- Film poster
- Directed by: Masahiro Shinoda
- Screenplay by: Masahiro Shinoda Katsuo Naruse
- Based on: Fukurō no Shiro by Ryōtarō Shiba
- Produced by: Shigeaki Hazama Masaru Koibuchi
- Starring: Kiichi Nakai Mayu Tsuruta Riona Hazuki
- Cinematography: Tatsuo Suzuki
- Edited by: Hiroshi Yoshida
- Music by: Joji Yuasa
- Production company: Nintendo
- Distributed by: Toho
- Release date: October 30, 1999 (Japan);
- Running time: 138 minutes
- Country: Japan
- Language: Japanese
- Budget: ¥1,300,000,000

= Owls' Castle =

Owls' Castle (梟の城, Fukurō no Shiro) is a 1999 Japanese ninja-themed jidaigeki film directed by Masahiro Shinoda. It was co-written by Shinoda and Katsuo Naruse, and stars Kiichi Nakai. It is the second adaptation of Ryōtarō Shiba's 1959 novel Fukurō no Shiro, the first being the 1963 film Castle of Owls. Toho released the film on October 30, 1999, in Japan.

== Cast ==
- Kiichi Nakai as Jūzō Tsuzura
- Takaya Kamikawa as Gohei Kazama
- Mayu Tsuruta as Kohagi
- Riona Hazuki as Kisaru
- Shōhei Hino as Kuroami
- Akiji Kobayashi
- Akira Nakao
- Mako Iwamatsu as Toyotomi Hideyoshi
- Jinpachi Nezu as Hattori Hanzō
- Kinnosuke Hannayagi as Ishida Mitsunari
- Shima Iwashita
- Masahiko Tsugawa
- Atsuo Nakamura

==Production==
Nintendo was a production partner on the film, and the use of special effects and computer-generated imagery was widely touted in the film's marketing.

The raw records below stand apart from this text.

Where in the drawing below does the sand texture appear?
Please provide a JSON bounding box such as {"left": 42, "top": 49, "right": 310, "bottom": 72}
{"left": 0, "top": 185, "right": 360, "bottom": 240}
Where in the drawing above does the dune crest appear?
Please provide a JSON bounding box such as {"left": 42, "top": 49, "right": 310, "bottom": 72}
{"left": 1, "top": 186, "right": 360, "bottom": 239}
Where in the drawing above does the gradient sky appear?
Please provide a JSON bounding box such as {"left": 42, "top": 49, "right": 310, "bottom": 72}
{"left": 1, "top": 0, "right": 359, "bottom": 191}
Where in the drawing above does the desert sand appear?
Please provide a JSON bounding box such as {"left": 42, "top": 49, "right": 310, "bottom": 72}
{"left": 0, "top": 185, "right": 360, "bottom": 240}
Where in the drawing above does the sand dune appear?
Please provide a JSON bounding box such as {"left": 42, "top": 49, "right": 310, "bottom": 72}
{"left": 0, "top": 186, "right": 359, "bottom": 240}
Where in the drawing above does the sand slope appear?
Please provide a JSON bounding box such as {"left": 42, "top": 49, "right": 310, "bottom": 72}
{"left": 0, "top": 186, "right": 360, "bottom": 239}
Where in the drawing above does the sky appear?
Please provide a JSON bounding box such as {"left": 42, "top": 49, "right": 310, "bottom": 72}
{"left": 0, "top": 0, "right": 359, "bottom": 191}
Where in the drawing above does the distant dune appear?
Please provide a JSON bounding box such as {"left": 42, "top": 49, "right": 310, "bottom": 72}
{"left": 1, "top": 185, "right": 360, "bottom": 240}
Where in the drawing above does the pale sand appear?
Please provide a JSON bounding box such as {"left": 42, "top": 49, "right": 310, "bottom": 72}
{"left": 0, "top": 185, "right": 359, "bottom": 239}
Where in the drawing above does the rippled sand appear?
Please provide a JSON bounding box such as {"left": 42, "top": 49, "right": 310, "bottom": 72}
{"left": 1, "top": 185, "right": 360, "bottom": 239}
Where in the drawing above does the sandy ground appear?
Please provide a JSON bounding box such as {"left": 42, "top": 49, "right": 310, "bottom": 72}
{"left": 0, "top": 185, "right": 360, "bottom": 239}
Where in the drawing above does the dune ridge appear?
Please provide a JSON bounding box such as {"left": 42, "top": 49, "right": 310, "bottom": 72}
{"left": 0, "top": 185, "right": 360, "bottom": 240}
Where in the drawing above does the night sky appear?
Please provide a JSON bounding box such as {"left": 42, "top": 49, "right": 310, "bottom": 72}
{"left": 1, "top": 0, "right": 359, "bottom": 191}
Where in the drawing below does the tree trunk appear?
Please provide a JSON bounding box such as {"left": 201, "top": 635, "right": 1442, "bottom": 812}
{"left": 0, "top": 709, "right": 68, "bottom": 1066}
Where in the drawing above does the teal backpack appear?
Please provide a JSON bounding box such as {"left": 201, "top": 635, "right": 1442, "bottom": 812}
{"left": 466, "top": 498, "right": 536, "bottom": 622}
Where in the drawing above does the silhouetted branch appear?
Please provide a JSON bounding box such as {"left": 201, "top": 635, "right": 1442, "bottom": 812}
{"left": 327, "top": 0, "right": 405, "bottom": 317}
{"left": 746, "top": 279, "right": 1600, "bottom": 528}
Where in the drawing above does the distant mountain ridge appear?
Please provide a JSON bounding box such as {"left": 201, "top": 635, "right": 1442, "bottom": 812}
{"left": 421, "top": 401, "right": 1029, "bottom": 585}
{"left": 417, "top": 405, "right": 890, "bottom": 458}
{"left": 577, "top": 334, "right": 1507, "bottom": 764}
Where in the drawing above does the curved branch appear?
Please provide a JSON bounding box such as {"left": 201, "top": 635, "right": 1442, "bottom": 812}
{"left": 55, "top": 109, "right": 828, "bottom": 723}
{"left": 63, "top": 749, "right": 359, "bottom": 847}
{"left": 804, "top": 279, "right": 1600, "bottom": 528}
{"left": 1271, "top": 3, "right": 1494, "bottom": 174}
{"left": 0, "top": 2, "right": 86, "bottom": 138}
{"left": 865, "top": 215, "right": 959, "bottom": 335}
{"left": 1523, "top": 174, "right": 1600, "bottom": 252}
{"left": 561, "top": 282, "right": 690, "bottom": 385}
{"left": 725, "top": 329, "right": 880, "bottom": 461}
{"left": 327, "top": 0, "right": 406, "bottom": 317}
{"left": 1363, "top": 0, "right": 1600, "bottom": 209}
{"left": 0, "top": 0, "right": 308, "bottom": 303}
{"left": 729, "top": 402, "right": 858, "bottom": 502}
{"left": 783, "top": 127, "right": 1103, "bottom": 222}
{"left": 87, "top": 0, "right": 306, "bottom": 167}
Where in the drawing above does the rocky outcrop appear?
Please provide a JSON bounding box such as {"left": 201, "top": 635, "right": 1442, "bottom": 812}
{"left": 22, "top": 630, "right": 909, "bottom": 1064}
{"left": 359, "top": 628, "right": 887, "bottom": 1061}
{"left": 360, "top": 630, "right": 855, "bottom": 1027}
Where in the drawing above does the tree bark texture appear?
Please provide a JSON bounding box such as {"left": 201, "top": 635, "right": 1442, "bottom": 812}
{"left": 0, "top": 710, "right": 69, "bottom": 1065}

== Awards and accolades ==
- Nikkan Sports Film Awards: Ishihara Yujiro Award (1999).
- Puchon International Fantastic Film Festival: Best Director - Masahiro Shinoda (2000).
- Japanese Academy Awards: Best Art Direction - Yoshinobu Nishioka (2000). The film also received nine Japanese Academy Award nominations.